The first type of modern bullet we will study is the "boat-tail" bullet. This type was invented in 1898 in France, as an improved spitzer type bullet (which we studied in the last section). The problem was that as bullets speeds started to increase, it was found that as a bullet moves in the air, the resulting vacuum created by its motion slows down the tail end of the bullet. It was found that by tapering the back of the bullet, the drag caused by the vacuum was very much reduced. The improved bullet was called Balle D by the French and the design was soon copied by other countries.

Note the typical taper at the back of the bullet that characterizes a boat-tail bullet. Above 400 yards or so, boat tail bullets come on their own and show much more improved performance over normal spitzer bullets. Many high powered bullets these days are boat-tails.

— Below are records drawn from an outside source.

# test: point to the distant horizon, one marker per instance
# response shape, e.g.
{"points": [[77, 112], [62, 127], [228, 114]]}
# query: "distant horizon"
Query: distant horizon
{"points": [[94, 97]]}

The next type of bullet we will study is the tracer bullet. These bullets were originally introduced by the British for use with the venerable .303 rifle in 1915. The base of a bullet of this type is hollow and contains some pyrotechnic material, such as phosphorus, strontium compounds, barium compounds, magnesium etc. When the bullet is fired, these compounds ignite and leave a visible trail along the path of the bullet. This allows the shooter to see where the bullets are ending up. Since the tracer chemicals burn as the bullet flies in the air, the bullet loses mass as it travels. Hence, a tracer bullet must be spun at a higher rate of spin than a normal bullet in order to maintain stability in the air. Also because of the loss of mass, the tracer bullet often hits at a somewhat different location from where a normal bullet would go.

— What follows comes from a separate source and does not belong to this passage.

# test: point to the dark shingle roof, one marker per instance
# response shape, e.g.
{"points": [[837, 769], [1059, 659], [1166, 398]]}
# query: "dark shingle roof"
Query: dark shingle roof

There are a few types of tracer ammunition. The oldest type is the bright tracer, which starts burning the moment the bullet leaves the barrel, and burns very brightly. However, this trail is visible to everyone around and thus gives away the position of the shooter as well. These types also tend to overwhelm night vision devices with their bright glow. Newer types of tracers attempt to fix this issue. Subdued tracers have a delayed startup and only burn brightly after the bullet has traveled past about 100 meters or so. This way, it does not give away the shooter's position. Yet another type of tracer bullet called the "Dim Tracer" does not produce much of a trail since it mostly emits infrared light. It is intended to be used along with night vision equipment. Another new development in tracer technology uses an LED instead of chemicals, so it is only visible from the position of the shooter. This also has the advantage that the tracer does not lose mass as it travels and hence stays more accurate. US forces generally tend to load their ammunition so that every 5th bullet is a tracer bullet.

The next bullet type is the armor piercing type. Basically, this looks similar to the jacketed bullets we studied in the previous post, but the tip is made of a harder material such as tungsten carbide, steel, depleted uranium etc.

Another type of bullet is the flechette bullet. Basically these bullets have vanes in the back, similar to feathers at the back of an arrow. These vanes serve to keep the bullet steady in the air, so there is no need to spin the bullet with rifling. Some shotguns firing flechette bullets were introduced in Vietnam and there is still research this field today.